My post on the power of bosses who take a moment to offer a simple "thanks" to people got me thinking about the more general question of little signs that your boss cares for you. Certainly, as my recent HBR article shows, when a boss "has your back" that is sign that he or she cares about you. But when I made my top 10 list, I had the distinct feeling that I was leaving out a lot of important stuff. So I guess this is a form of open source PR. To get the conversation started, here are are 10 signs that your boss really really cares about you, based largely on Good Boss, Bad Boss:
1. REALLY listens to what you say, doesn't just pretend.
2. Is careful to give you as much -- or even more -- credit than you deserve.
3. Sticks-up for you behind your back.
4. Takes care not to embarrass you.
5. Apologizes sincerely and completely when he or she does something that upsets or hurts you.
6. Goes out of his or her way to make it easier for you to mesh the challenges in your personal life with your job.
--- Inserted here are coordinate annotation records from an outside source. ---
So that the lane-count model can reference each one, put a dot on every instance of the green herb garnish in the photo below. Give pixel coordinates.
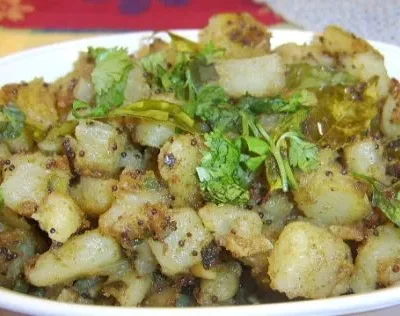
(12, 122)
(110, 75)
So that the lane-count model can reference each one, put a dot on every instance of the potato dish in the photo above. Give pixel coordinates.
(216, 172)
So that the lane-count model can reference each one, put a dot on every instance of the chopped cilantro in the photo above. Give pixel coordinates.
(221, 176)
(12, 122)
(112, 67)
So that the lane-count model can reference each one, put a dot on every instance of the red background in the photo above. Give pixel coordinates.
(132, 14)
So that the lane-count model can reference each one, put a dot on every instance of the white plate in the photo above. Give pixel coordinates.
(53, 61)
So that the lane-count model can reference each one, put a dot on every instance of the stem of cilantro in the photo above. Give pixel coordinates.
(289, 172)
(275, 150)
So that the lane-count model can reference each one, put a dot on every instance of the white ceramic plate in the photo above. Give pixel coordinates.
(53, 61)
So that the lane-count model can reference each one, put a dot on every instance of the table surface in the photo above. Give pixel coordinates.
(12, 41)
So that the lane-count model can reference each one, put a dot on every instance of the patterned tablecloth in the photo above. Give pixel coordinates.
(29, 23)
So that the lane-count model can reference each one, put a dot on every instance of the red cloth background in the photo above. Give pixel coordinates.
(131, 14)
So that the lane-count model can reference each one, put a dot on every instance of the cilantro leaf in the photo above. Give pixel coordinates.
(384, 198)
(220, 174)
(152, 62)
(12, 121)
(211, 105)
(1, 199)
(210, 53)
(277, 105)
(257, 145)
(302, 154)
(254, 163)
(110, 74)
(193, 68)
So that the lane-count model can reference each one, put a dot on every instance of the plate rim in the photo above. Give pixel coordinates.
(19, 302)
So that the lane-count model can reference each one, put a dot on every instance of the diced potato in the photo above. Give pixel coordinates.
(144, 260)
(97, 149)
(64, 87)
(366, 157)
(152, 134)
(335, 40)
(132, 291)
(131, 216)
(38, 104)
(238, 33)
(259, 76)
(348, 232)
(275, 212)
(132, 158)
(23, 143)
(292, 53)
(136, 87)
(236, 229)
(18, 245)
(199, 271)
(84, 255)
(165, 296)
(180, 250)
(319, 192)
(389, 127)
(177, 163)
(60, 217)
(69, 295)
(94, 196)
(308, 261)
(259, 268)
(90, 287)
(84, 90)
(25, 184)
(223, 287)
(377, 260)
(366, 66)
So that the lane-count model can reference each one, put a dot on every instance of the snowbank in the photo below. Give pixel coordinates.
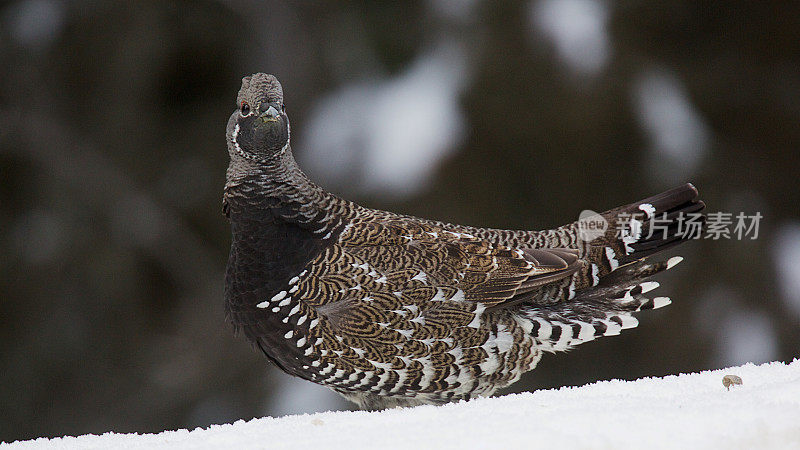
(685, 411)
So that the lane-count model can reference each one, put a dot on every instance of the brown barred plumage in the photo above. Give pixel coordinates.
(392, 310)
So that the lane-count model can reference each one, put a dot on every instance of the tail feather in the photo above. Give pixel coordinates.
(602, 298)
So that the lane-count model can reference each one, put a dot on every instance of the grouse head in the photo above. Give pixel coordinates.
(259, 129)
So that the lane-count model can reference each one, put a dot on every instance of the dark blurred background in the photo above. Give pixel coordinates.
(502, 114)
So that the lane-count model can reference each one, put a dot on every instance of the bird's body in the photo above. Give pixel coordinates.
(391, 310)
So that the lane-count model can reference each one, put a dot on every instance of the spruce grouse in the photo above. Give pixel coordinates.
(392, 310)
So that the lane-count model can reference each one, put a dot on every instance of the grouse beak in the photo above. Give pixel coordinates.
(270, 115)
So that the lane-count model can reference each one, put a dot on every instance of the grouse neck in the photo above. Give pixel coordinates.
(279, 185)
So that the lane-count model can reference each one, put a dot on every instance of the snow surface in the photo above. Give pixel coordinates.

7. Is respectful of your time.
8. Takes time to learn your quirks and idiosyncrasies -- and accommodates them within in reason.
9. Goes the extra mile to make sure that you succeed at your job and keep developing skills.
10. Doesn't bullshit you about your weaknesses or screw-ups -- tells you the truth.
This is just first draft. What should I add? What should I remove? Do you have any stories along these lines? I look forward to your comments and I will revise and extend the list after hearing your ideas and comments.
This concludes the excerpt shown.